However, if there is a bad trait, you'll amplify that and you'll be producing extremely inferior lines. And if you continue to do this, you'll start seeing bad breeding results, less kits, etc. etc. Just bad stock.

But 1st generation inbreeding kits shouldn't have any negative effects on production if it's terminal production.


----------



## kasey08 (Jan 10, 2012)

Thanks I didnt know that. I was looking into just getting a nonrelated male for the sisters. I already have a female.


----------



## gryeyes (Jan 11, 2012)

I've never had more than one rabbit at a time, so I didn't know bunnies could be fighters amongst themselves!  The first bunny I had, I was 7 years old (51 years ago) and I've recently acquired a Lionhead buck.  The family giving him up is also giving me the doe and some of her kits from him on Thursday.  

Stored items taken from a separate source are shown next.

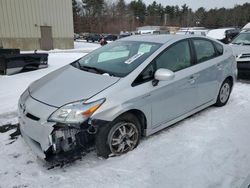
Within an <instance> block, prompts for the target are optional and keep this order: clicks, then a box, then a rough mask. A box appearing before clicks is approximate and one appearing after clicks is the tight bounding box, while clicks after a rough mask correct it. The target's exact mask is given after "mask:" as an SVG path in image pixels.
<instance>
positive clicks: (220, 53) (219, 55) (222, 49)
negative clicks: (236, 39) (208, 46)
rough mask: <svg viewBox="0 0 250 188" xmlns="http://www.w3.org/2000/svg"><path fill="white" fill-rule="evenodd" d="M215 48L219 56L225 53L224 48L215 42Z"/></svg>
mask: <svg viewBox="0 0 250 188" xmlns="http://www.w3.org/2000/svg"><path fill="white" fill-rule="evenodd" d="M214 46H215V49H216V51H217V54H218V56H220V55H222V54H223V51H224V48H223V46H222V45H221V44H219V43H218V42H214Z"/></svg>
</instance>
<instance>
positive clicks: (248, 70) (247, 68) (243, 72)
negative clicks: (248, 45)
mask: <svg viewBox="0 0 250 188" xmlns="http://www.w3.org/2000/svg"><path fill="white" fill-rule="evenodd" d="M237 69H238V77H239V78H250V61H238V62H237Z"/></svg>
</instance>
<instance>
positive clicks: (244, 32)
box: [241, 29, 250, 33]
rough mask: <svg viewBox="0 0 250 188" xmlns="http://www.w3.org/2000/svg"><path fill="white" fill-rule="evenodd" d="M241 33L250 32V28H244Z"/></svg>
mask: <svg viewBox="0 0 250 188" xmlns="http://www.w3.org/2000/svg"><path fill="white" fill-rule="evenodd" d="M241 33H250V29H242V31H241Z"/></svg>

So I guess I will be learning about this rabbit stuff "for reals" now.


----------



## Ms. Research (Jan 11, 2012)

gryeyes said:
			
		

> I've never had more than one rabbit at a time, so I didn't know bunnies could be fighters amongst themselves!  The first bunny I had, I was 7 years old (51 years ago) and I've recently acquired a Lionhead buck.  The family giving him up is also giving me the doe and some of her kits from him on Thursday.
> 
> So I guess I will be learning about this rabbit stuff "for reals" now.


Congratulations on the Lionheads you are acquiring.  I'm looking to get that breed as well.  I have three right now, varieties, that my DH and I started out with.  Never had rabbits so we needed to get our feet wet.  Love rabbits.  Really neat creatures to have.  

And yes these cute, sweet, furry creatures WILL fight and it's not pretty either.  So I would think of separate cages of the doe and buck.  The little ones can live together for a while, but I would think of separating around 3 months.  Amazing how active sexually they get at 4 months.  

Good Luck.

Welcome to the Forum.

Would love to see pics of your new Lionheads.

K


----------



## oneacrefarm (Jan 11, 2012)

gryeyes said:
			
		

> I've never had more than one rabbit at a time, so I didn't know bunnies could be fighters amongst themselves!  The first bunny I had, I was 7 years old (51 years ago) and I've recently acquired a Lionhead buck.  The family giving him up is also giving me the doe and some of her kits from him on Thursday.
> 
> So I guess I will be learning about this rabbit stuff "for reals" now.


I had a couple of young does together for a while, then separated them. I tried to put them back together and Holy Cow! A rolling, biting, scratching, fur flying ball o' rabbit ensued! And these were very calm and docile rabbits too!


----------